Will she mind if he gets up, moves around? “I have to take some pills,” he says, but she doesn’t seem to notice, to see him or hear him or be aware of anything except the drifting phantoms in her mind. He gets to his feet, crosses to the pill case on a side table, assembles the right dosage, and goes off to the bathroom for a glass of water. And when he returns she’s changed again, she’s removed her sunglasses to show the cold small eyes, and she’s smiling at him, a hostile nasty smile; back to the good old Liz of yesteryear. Under her icy gaze he returns to the couch and lies down, adjust the tails of the robe over his knees.
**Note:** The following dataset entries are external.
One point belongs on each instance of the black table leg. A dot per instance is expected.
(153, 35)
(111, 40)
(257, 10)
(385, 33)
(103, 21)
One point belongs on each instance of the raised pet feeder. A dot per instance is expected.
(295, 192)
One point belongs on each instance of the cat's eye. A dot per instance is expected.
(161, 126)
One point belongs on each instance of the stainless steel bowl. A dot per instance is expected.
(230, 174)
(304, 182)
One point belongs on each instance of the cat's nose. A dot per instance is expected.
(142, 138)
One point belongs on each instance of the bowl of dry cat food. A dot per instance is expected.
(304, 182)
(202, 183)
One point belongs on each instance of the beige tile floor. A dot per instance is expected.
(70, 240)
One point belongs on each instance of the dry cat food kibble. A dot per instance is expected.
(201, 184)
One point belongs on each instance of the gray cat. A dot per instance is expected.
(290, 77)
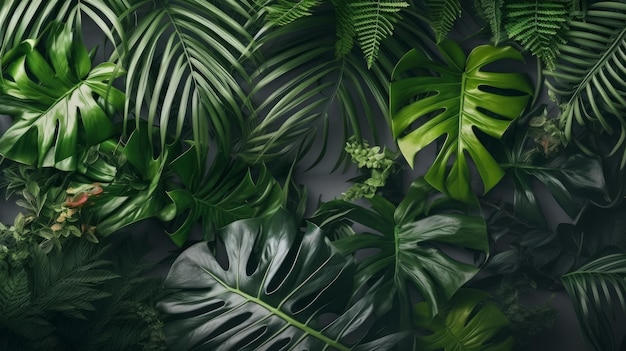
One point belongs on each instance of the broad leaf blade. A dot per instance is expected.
(455, 100)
“So you like women,” she says.

“They’re better than tuna on toast.”

She glares at him, rage distorting the attempted superiority of the smile. “You
hate
women.”

“Oh, goody,” he says. “Psychology.”

“You don’t know how to deal with women, so you fuck them and then run off.”

“It doesn’t work the other way around.”

“You think
we
need
you
?”

“I don’t know what you need, honey,” Koo tells her, in utter sincerity, “but if it’s me, you’re outa luck.”

“I’ll show you how much we need you,” she says. “Watch.”

Koo doesn’t know what to expect—he’s actually braced to duck a thrown knife, something like that—but what happens is, she slides lower in the upholstered swivel chair so that she’s sitting on the base of her spine, then pulls up the skirt of the dashiki over onto her stomach and spreads her knees far apart, showing that she’s naked beneath, her cunt a beginner’s origami within its shawl of hair. Astonished, now believing she has some sort of seduction in mind—with a last-second refusal, no doubt—Koo watches her angry eyes, wondering how far he dare go in letting her see just how little she turns him on. But next she slips the middle finger of her right hand into her mouth, smiling around it like some evil child, then lowers the moistened finger between her legs, touching herself, finding the clitoris, manipulating it, her finger and hand moving in a small quick repeated circle, like a piece of machinery in a model railroad set.